Beberapa waktu lalu saya pun sempat sedikit kecewa, ketika menemui tempat sampah khusus popok yang biasa saya datangi untuk membuang popok-popok nenek, telah bercampur dengan sampah lainnya. Padahal setahu saya, pemerintah daerah telah menyediakan fasilitas tempat sampah khusus popok beberapa tahun terakhir ini, dengan tujuan mengurangi jumlah limbah popok yang memenuhi bantaran sungai. Selain itu, fasilitas tersebut disediakan dengan harapan dapat mempermudah proses daur ulang limbah popok yang nantinya akan disulap menjadi produk yang bermanfaat, seperti pot bunga.
Saya berpikir, andai saja memiliki rumah dengan lahan yang luas, atau mungkin tercipta alat yang dapat mengelola sampah dengan mudah dan cepat, tentu akan sangat menyenangkan sekali. Kita dapat dengan mudah mengelola sampah tanpa tergantung orang lain.
Beruntung, beberapa waktu lalu saya mendapat informasi adanya webinar yang membahas masalah pengolahan sampah. Tanpa pikir panjang, saya pun segera mendaftarkan diri.
MENGENAL PERMASALAHAN SAMPAH DI INDONESIA
Akhirnya pagi itu saya mendapat kesempatan mengikuti paparan materi Prof. Sunardi, S.Si., M.Sc., Ph.D. dari Universitas Lambung Mangkurat dan Bapak Purwono, M.Si dari UIN Raden Mas Said Surakarta tentang pengolahan sampah. Dari tiga jenis sampah yang ada, yaitu:
1. Sampah organik. Dapat digunakan menjadi bahan baku kompos, diolah menjadi pupuk, budidaya maggot, cacing dan selanjutnya industri agro.
2. Material daur ulang. Contoh: PET (botol plastik), HOPE, kardus, duplek, dan lain-lain. Dapat dipilah, dikumpulkan dan dijual lagi.
3. Residu. Contoh: kain, plastik multilayer, plastik kotor dan terkontaminasi. Kategori jenis residu ini yang masih agak sulit pengelolaannya.
Berdasarkan data yang diambil, sampah plastik menjadi penyumbang limbah terbesar di Indonesia, yaitu sebesar 88,17%.
Pada kenyataannya, dari semua sampah yang terkumpul di Tempat Pembuangan Akhir (TPA), tidak lebih dari 3% yang diolah. Selebihnya, tetap menjadi timbunan sampah yang semakin hari semakin menggunung.

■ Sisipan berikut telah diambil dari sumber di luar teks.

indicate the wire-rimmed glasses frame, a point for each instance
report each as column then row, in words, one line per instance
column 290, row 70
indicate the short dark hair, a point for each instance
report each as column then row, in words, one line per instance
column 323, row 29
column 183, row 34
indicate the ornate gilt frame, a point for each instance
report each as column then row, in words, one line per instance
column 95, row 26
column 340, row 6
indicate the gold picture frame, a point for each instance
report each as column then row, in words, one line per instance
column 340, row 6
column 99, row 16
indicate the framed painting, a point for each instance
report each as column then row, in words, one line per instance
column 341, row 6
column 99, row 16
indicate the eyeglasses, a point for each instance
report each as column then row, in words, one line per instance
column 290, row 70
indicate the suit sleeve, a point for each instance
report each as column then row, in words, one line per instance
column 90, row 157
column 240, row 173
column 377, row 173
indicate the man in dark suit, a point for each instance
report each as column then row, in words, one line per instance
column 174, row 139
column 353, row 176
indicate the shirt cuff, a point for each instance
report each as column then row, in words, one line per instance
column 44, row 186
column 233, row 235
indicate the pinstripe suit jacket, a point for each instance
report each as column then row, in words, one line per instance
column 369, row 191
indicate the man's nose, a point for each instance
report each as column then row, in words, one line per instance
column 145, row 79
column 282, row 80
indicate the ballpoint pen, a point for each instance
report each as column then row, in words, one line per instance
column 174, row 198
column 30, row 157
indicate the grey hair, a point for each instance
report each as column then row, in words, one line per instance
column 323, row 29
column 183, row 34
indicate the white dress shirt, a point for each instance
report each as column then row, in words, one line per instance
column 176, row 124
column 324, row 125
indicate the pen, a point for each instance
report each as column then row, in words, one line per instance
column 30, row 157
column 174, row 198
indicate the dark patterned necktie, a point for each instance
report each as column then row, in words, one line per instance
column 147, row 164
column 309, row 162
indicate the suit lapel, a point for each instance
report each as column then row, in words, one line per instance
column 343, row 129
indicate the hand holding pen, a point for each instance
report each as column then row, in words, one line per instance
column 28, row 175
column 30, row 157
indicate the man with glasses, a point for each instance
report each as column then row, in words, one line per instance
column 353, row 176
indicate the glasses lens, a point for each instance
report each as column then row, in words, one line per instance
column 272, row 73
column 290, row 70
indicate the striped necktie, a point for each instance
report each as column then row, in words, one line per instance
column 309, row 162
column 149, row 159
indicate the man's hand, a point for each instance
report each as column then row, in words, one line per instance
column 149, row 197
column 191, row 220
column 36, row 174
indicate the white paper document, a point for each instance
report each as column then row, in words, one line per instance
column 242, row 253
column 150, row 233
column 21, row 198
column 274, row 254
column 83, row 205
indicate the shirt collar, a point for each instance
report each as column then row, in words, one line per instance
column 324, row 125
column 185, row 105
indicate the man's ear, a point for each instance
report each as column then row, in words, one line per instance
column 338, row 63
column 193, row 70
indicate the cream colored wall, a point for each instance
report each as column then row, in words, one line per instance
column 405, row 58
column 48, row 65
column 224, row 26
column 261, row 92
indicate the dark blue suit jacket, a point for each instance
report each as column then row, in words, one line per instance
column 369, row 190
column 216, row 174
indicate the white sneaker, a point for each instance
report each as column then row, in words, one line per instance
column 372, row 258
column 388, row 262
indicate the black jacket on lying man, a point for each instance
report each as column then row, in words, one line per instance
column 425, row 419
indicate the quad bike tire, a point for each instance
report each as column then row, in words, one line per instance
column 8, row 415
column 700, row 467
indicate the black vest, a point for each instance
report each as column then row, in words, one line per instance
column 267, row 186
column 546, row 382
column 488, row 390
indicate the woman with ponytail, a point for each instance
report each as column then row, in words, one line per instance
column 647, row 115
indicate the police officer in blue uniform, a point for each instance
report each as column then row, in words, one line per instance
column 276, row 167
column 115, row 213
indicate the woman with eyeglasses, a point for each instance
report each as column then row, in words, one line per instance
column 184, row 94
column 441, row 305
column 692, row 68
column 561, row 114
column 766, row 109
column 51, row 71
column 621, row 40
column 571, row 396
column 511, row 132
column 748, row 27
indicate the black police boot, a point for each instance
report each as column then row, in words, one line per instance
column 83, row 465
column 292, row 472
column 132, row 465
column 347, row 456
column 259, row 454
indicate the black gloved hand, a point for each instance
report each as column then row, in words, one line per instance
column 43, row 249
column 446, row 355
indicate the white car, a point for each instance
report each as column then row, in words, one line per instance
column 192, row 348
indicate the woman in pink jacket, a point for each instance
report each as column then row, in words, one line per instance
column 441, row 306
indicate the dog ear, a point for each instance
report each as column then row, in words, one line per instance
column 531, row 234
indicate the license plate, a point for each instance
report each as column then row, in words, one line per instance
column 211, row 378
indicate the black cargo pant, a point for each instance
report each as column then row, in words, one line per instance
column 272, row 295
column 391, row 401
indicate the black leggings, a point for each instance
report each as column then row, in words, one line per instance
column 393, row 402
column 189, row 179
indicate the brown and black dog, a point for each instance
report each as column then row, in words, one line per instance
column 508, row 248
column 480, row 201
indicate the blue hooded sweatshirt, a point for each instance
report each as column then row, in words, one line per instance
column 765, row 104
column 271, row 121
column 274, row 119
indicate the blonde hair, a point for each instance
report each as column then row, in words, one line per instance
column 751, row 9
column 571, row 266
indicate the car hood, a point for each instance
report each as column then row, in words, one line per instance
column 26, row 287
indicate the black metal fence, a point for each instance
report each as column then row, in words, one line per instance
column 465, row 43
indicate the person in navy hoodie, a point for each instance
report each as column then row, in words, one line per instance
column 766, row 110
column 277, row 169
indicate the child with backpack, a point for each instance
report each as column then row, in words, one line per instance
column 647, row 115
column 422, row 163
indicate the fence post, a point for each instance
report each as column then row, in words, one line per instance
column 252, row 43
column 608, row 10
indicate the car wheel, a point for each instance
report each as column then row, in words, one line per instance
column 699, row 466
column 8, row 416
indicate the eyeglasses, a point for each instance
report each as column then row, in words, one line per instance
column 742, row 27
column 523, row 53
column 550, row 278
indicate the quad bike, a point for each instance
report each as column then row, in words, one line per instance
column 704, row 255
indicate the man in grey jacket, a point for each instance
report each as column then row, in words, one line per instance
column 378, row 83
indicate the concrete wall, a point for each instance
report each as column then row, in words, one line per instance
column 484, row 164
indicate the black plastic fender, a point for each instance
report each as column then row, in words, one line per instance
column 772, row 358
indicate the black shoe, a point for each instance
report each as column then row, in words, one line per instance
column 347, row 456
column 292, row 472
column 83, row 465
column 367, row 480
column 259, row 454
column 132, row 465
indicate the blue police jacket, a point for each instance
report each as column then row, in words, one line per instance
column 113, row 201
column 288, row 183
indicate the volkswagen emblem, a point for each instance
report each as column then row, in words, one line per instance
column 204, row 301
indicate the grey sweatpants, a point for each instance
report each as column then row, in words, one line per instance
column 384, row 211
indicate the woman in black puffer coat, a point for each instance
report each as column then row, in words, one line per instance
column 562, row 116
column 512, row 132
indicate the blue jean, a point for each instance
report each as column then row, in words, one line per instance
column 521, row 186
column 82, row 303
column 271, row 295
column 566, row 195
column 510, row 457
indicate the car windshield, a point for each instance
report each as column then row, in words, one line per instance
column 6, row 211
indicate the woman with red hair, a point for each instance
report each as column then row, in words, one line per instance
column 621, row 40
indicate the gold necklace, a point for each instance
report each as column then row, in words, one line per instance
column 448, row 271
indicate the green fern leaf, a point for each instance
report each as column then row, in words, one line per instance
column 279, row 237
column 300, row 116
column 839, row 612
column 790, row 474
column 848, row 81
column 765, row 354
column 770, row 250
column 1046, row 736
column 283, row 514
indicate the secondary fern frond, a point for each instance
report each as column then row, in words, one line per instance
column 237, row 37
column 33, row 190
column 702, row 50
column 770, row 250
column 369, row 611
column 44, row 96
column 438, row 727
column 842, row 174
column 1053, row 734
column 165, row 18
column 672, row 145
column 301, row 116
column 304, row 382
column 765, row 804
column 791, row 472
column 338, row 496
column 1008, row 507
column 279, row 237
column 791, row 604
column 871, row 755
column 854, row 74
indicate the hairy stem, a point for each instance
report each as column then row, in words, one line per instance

BUDAYA PENGOLAHAN SAMPAH DI JEPANG
Sedikit mengintip sekaligus meneladani keberhasilan negara Jepang dalam hal pengolahan sampah dimana seluruh warganya disiplin menjalankan aturan yang berlaku terkait hal tersebut. Bahkan edukasi penanganan sampah telah diberikan kepada anak-anak sejak duduk di sekolah dasar. Hal tersebut berbanding lurus dengan salah satu upaya pemerintah dengan menyediakan fasilitas pendukung seperti membedakan tempat sampah untuk botol kaca, PET/botol plastik, sampah organik, kertas/plastik kemasan, dan sampah lainnya. Bahkan, tersedia juga kotak kecil khusus untuk tutup botol. Setiap truk sampah yang beroperasi juga dilengkapi dengan alat pres sampah sesuai bahan. Semua untuk memudahkan petugas untuk tahap pengolahan berikutnya.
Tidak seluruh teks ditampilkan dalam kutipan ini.